Food. Some kids get abdominal pain because they ate too much of something, ate a food that was too spicy or greasy, ate a food they have an allergy to, or ate food that sat around in the fridge for too long and went bad. The pain is the body's way of telling you that your stomach and intestines are having a tough job breaking down or digesting this food. For example, some people have lactose intolerance, which means they have a tough time digesting lactose, a type of sugar found in milk and other dairy foods. Whatever the cause, funky foods can quickly make your tummy feel funky!
Appendicitis or other painful problems. If the pain starts by your belly button and then moves to the lower right side of your abdomen, it might be appendicitis. Fever or vomiting, along with pain that gets worse and worse and a loss of appetite, can also be signs of appendicitis.
Stress. Many, many kids (and adults, too) have a "nervous stomach" when they are worried or stressed.
If there is no physical reason for you to have abdominal pain, the pain in your gut may really be a pain in your brain. If you're stressed about something, you can get sharp pains in your stomach. Lots of kids do!
If you think this is happening to you, sit down with someone you trust and talk about what's going on in your life. Are you worried about a bully at school? Are your parents fighting a lot? Did you do something you wish you hadn't? Are you worried that you won't get good grades? Talk it out. Many times, stressful worries become less stressful when they're out in the open — instead of inside your stomach.
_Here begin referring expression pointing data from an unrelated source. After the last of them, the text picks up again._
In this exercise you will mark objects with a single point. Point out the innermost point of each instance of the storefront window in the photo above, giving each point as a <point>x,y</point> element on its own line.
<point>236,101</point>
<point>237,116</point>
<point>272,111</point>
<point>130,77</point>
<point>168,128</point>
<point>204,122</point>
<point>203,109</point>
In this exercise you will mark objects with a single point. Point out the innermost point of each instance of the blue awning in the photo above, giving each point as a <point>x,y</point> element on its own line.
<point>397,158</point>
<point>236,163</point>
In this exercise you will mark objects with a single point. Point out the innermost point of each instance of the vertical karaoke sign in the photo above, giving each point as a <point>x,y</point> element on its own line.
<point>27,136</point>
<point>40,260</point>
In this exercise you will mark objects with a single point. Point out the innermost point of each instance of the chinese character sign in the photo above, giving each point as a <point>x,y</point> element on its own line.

When you talk, make sure you find out what you can do about having less stress in your life so you can get rid of that painful nervous stomach.
Your doctor will first ask you some questions, examine you, and maybe do some tests. Your doctor may suggest you take some medicine or might give you special instructions for eating to help your body heal the bellyache.
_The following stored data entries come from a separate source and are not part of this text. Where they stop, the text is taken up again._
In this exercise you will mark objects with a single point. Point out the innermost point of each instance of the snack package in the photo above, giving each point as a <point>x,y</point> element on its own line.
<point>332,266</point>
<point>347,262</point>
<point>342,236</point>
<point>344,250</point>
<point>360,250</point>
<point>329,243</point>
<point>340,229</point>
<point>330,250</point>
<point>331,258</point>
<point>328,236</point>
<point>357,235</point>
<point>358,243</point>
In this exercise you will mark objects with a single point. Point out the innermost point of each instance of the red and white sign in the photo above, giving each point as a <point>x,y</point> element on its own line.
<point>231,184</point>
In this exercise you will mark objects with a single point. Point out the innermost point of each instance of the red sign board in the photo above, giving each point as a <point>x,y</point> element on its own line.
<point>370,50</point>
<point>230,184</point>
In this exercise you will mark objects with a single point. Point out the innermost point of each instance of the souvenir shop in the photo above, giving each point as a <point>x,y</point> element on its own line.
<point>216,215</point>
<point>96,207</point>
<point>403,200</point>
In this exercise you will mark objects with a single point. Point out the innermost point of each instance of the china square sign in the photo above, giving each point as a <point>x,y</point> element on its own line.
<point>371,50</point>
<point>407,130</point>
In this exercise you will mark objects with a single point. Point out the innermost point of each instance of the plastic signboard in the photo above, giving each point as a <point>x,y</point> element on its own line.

If the doctor suspects you might have appendicitis, he or she may want to take a small sample of your blood and have it tested. Or, the doctor may ask you to have an X-ray, ultrasound, or CAT scan. These tests give the doctor more information about what's going on inside you. If it turns out that you have appendicitis, you will need an operation called an appendectomy.
If stress seems to be causing your stomach problems, your doctor may recommend a specialist, such as a psychologist. These experts can help kids figure out the source of the stress and help them come up with some ideas for how to fix the problems or handle them better.
If you'd like to prevent bellyaches, here are some good tips to follow:
Eat fiber-rich foods, such as fruits and vegetables, so your bowel movements are regular.